In today’s brand-new episode of Ask an SEO episode 4, Brian Harnish dives into the reasons and scenarios behind certain traffic drops, and what you need to be on the lookout for.
When it comes to traffic drops, most SEO professionals must be constantly on watch for any signs because this can mean that keywords have dropped, user search behavior has changed, or the website was hit by an algorithmic or manual penalty.
If that happens, bad things happen to other metrics as well, including conversions and sales.
In this episode, Brian examines the following situations:
- What happens if you have a traffic drop every weekend?
- What happens if you have a drop every few months out of the year?
- What if you have a traffic drop of 100% overnight?
- What if you have a drop that’s less drastic than the above, but still significant?
Enjoy our latest episode! And please don’t forget to like and subscribe to our YouTube channel!
Ask an SEO Episode 4 Transcript:
Today’s question comes from Anna and she asks:
I have a website traffic drop. Should I be concerned?
Well, this is a real “it depends” question, right?
Because there are multiple scenarios and multiple solutions.
So let’s take a look at a few.
First scenario: you have a traffic drop happening every weekend or so.
And it doesn’t seem to ever end, right?
So what is likely happening is that you have an industry where people work Monday to Friday and they leave work at the office.
They go home and they don’t look at industry websites on the weekend.
In which case you kind of have to live with that unless you build an alternative traffic source where you can get traffic on the weekend in order to actually compensate.
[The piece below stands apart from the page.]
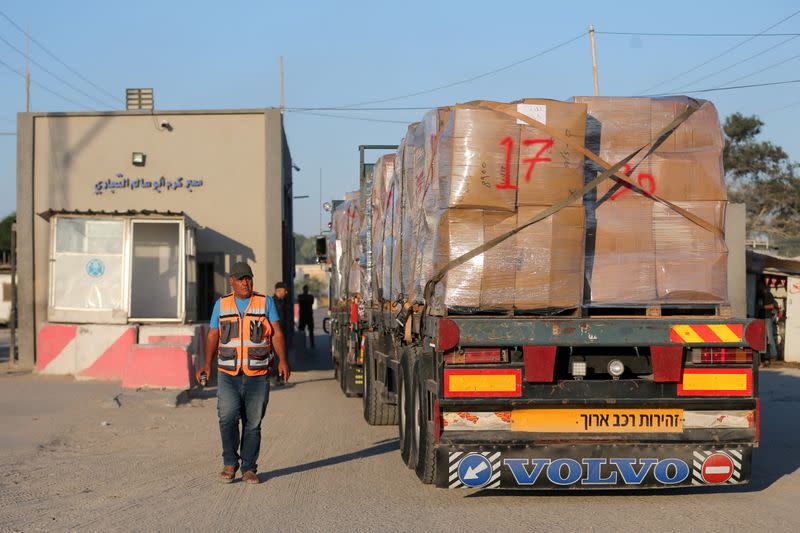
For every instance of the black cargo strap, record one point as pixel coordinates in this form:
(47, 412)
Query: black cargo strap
(620, 177)
(610, 171)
And that could take some time.
The next scenario: say you have a traffic drop occurring for several months out of the year from July to August and maybe again in March and April.
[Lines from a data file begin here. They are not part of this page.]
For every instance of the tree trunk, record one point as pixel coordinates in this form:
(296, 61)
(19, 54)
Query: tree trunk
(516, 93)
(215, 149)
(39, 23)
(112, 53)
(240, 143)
You have a web site that is seasonally based and relies on seasonal traffic.
There’s really no way around this except making sure that your business is viable enough to get through these seasonal periods.
The next scenario: say you have a traffic drop that drops 100 percent overnight. That’s pretty panicky, right?
Well, what this could be indicative of is a situation where you have your design team who had deployed a brand new site and they do not include the Google Analytics or Google Tag Manager tracking code when they did so.
And this can cause this.
So it’s going to be imperative that you find that tracking code and get that re-added to the site as quickly as possible.
The last scenario: user search behavior changes.
Say that you have a keyword where it was doing so well one month, but it actually is on the decline the next.
Well, this can occur through changes in user search behavior, especially if users decide that they want to search something a little bit differently.
So what you’ll have to do is figure out another keyword that is more viable if this happens to you.
The next thing is that you could have been ranking for a featured snippet for a certain keyword and that specific search result was wiped out in a recent algorithm update, in which case you have to find another featured snippet that would be equally or close to as viable as the last one.
That’s it for today’s Ask an SEO Episode 4.
This is Brian Harnish signing off. Have a great day!